Here's how Microsoft's STL implementation handles the variable-length encoding:

basic_string<wchar_t>::operator[])( can return a low or a high surrogate, in isolation.

basic_string<wchar_t>::size() returns the number of wchar_t objects. A surrogate pair (one Unicode character) uses two wchar_t's and therefore adds two to the size.

basic_string<wchar_t>::resize() can truncate a string in the middle of a surrogate pair.

basic_string<wchar_t>::insert() can insert in the middle of a surrogate pair.

basic_string<wchar_t>::erase() can erase either half of a surrogate pair.

In general, the pattern should be clear: the STL does not assume that a std::wstring is in UTF-16, nor enforce that it remains UTF-16.

MSalters
How do you determine the string length if size() returns number of `wchar_t` objects?

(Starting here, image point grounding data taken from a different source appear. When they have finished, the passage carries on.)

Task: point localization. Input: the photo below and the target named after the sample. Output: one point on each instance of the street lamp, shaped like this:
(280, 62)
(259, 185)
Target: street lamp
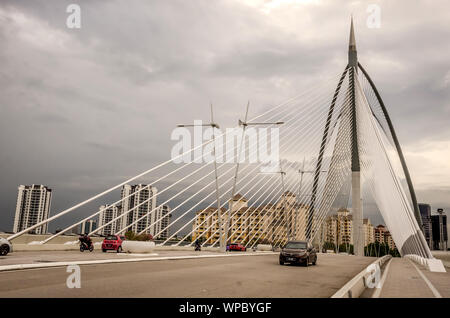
(302, 172)
(244, 125)
(213, 139)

How do you safely insert(), erase(), etc? The "C" part of the standard library isn't supported in Windows for wide characters?
Let_Me_Be
@Let_Me_Be: What would you want to do with that string length anyway? As for safely inserting, it's your responsibility anyway to find the correct place to insert text. Not only are there UTF-16 rules, but (human) languages add spelling and grammar rules that must be obeyed.
MSalters
@Let_Me_Be: If you consider the presence of combining marks in Unicode, you can only realize that the whole of Unicode is actually a variable-length encoding. What would you expect to happen if you have a string with the Unicode codepoints U+0041 U+0308 (LATIN CAPITAL LETTER A and COMBINING DIARESIS) and you try to insert the codepoint U+0030 (DIGIT ZERO) between them? Allog these codepoints are representable with a single element in UTF-16 and UCS-4.
Bart van Ingen Schenau
@Bart You are talking about external encoding, that is irrelevant for me. I'm only talking about internal encoding.
Let_Me_Be
@Let_Me_Be: No, I am talking about *internal* coding. Even if your internal coding is UCS-4, it remains a variable-length coding due to the presence of combining marks in Unicode. There is just no way to encode every character (as a non-programmer would define such a thing) in a single codepoint.
Bart van Ingen Schenau
@Bart No, you are using the word character in the external meaning *rendered character*.
Let_Me_Be
@Let_Me_Be: Then please enlighten me. What would the internal representation be for the character that is externally visible as an A with a line above it (LATIN CAPITAL A with COMBINING OVERLINE)?
Bart van Ingen Schenau
@Bart Well, obviously that's not one Unicode character.
Let_Me_Be
@Let_Me_Be: And why would that make a difference for a user of a text-manipulation program? To the user it appears as a single glyph, so the program should treat it as a single character.
Bart van Ingen Schenau
@Bart Of it matters to him. But this is high level semantic. How the heck you want to work with Glyphs, when you can't even work with Unicode characters. Plus Glyphs is something that has to be supported by the rendering platform, and if it is that that platform will obviously report correctly that the user is now insert at position X+2 (because the last Glyph consisted of two Unicode characters) and not X+1.
Let_Me_Be
@MSalters: Did you perhaps mean "the STL does *not* assume that a std::string is UTF-16"?